The Electrochemical Corrosion Behavior of Nanocrystalline 304 Stainless Steel Prepared by Magnetron Sputtering

Abstract

The electrochemical corrosion behavior of magnetron sputtered nanocrystalline (NC) 304 stainless steel (ss) thin film as well as that of the conventional rolled coarse crystalline (CC) 304ss has been studied in 0.05 M H₂SO₄ + 0.2 M NaCl solution using electrochemical and imaging techniques. The experimental results indicate that the NC thin film exhibits superior corrosion resistance compared to CC 304ss. The semi-conductor properties of the passive films on both materials as predicted by the Mott-Schottky equation show that the donor and acceptor concentrations of the passive film on NC thin film are higher than that of CC 304ss, while diffusion coefficients of carriers are lower than for CC 304ss.
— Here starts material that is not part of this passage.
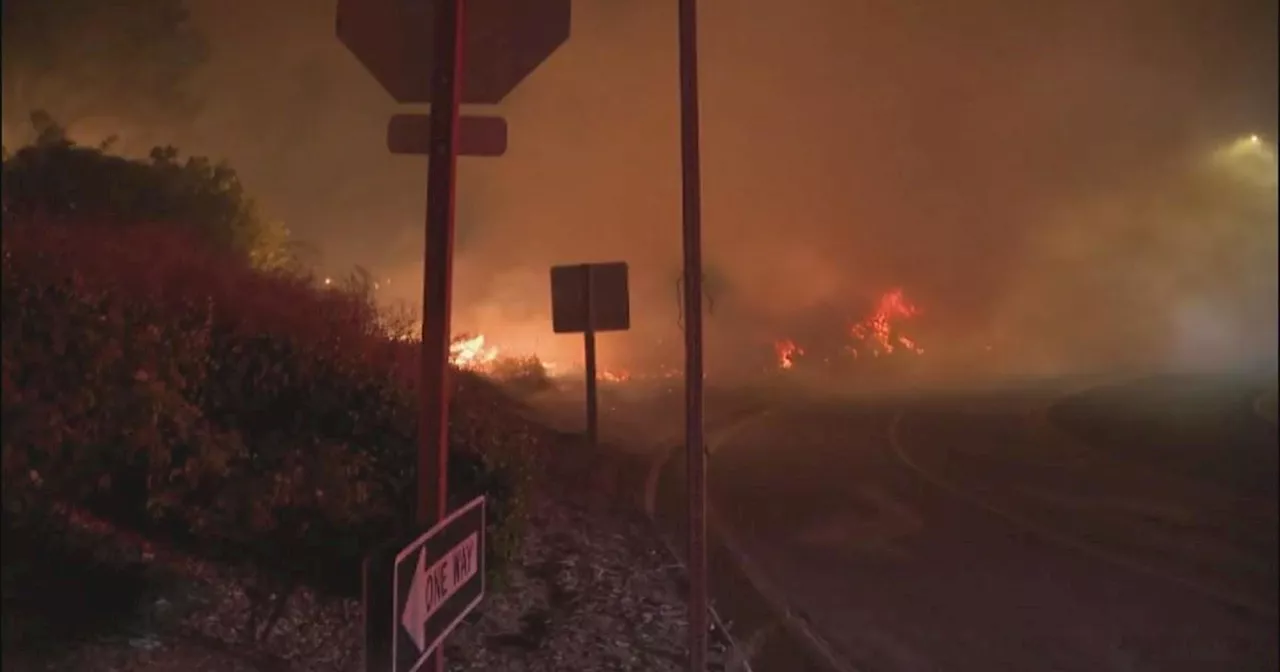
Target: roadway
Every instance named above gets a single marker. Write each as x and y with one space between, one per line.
1127 529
The composition of the passive film on NC thin film measured by X-ray photoelectron spectroscopy (XPS) has a higher the ratio of Cr oxides to Fe oxides. In-situ AFM observation found that the growth rate of the passive film on NC thin film was significantly faster than that of CC 304ss. The higher content of Cr oxides and better passivation ability of the passive film enhance the corrosion resistance of the nanocrystalline specimen together.